Ablation is used for cardiac arrhythmias when long-term medications or electrical cardio version are either not preferred or were not effective. Or when the patient prefers no to take any medications. Before ablation surgery, electrical mapping of the heart is performed. An electrically sensitive catheter is used to map the heart muscle and the origins of the “extra” electrical activity throughout the heart. The map tells the physician which areas of the heart are creating problematic electric signals that interfere with the proper rhythm. After a single procedure, more than 60-70% of patients with an otherwise normal heart can enjoy freedom from arrhythmias according to studies that have followed patients typically for one year. With two or more procedures, the efficacy can be as high as 80-90% in other recent case studies.
Catheter ablation is the only cardiac procedure that can be correctly called curative (No, stents are not curative)
How is an ablation performed?
A catheter (thin, flexible tube) is inserted into the patient’s blood vessels and is gently guided to the heart. The physician carefully destroys malfunctioning tissue using the catheter to deliver energy (such as radiofrequency, laser or cryotherapy) to scar the problematic areas. The scarred areas will no longer send abnormal signals. If successful, the heart will return to a normal rhythm. This minimally invasive procedure usually has a short recovery period. Patients are generally placed on a short course of anti-arrhythmic drugs while the procedure takes full effect.
Common types of Ablation include:
Pulmonary vein isolation ablation (PVI ablation or PVA) In some AF patients, fibrillation is triggered by extra electrical currents in the pulmonary veins.

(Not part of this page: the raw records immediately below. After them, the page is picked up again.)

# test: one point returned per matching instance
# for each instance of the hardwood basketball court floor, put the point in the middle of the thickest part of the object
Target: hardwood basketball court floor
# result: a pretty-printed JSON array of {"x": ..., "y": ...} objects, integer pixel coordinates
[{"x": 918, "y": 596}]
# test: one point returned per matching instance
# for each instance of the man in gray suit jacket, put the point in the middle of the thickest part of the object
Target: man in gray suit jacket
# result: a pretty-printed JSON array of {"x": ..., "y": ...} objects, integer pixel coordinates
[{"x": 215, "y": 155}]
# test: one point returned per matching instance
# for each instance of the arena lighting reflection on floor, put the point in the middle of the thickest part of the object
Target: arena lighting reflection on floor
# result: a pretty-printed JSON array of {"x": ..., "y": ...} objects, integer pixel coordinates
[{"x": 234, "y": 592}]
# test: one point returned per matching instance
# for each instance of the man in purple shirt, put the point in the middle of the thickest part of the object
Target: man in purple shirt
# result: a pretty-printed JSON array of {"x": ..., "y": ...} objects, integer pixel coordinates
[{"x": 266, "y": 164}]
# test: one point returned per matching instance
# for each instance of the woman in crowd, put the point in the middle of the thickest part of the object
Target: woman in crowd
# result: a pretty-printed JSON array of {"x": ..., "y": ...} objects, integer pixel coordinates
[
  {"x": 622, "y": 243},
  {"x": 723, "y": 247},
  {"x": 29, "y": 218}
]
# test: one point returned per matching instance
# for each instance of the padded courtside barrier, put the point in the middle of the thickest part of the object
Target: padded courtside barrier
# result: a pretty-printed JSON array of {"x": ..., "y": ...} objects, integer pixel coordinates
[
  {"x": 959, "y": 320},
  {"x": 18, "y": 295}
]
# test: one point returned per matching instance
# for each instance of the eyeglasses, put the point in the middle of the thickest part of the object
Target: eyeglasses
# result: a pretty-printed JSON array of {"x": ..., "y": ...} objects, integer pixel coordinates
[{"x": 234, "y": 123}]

During this procedure, the catheter tip is used to destroy the tissue that is sending the extra currents and, in most cases, normal heart rhythm returns.
AV node ablation with pacemakers. In other AF patients, the trigger for their AF occurs in the AV node (the place where the electrical signals pass from the atria to the ventricles). The catheter is placed near the AV nod and a small area of tissue is destroyed. A pacemaker is then implanted to restore and maintain the heart’s normal rhythm.
At First Coast Heart & Vascular Center, our group treats atrial fibrillation conservatively with medical treatment, however for select cases our board certified electrophysiologist, Dr. Dinesh Pubbi can perform Atrial Fibrillation ablations at the hospitals that have state of the art EP labs.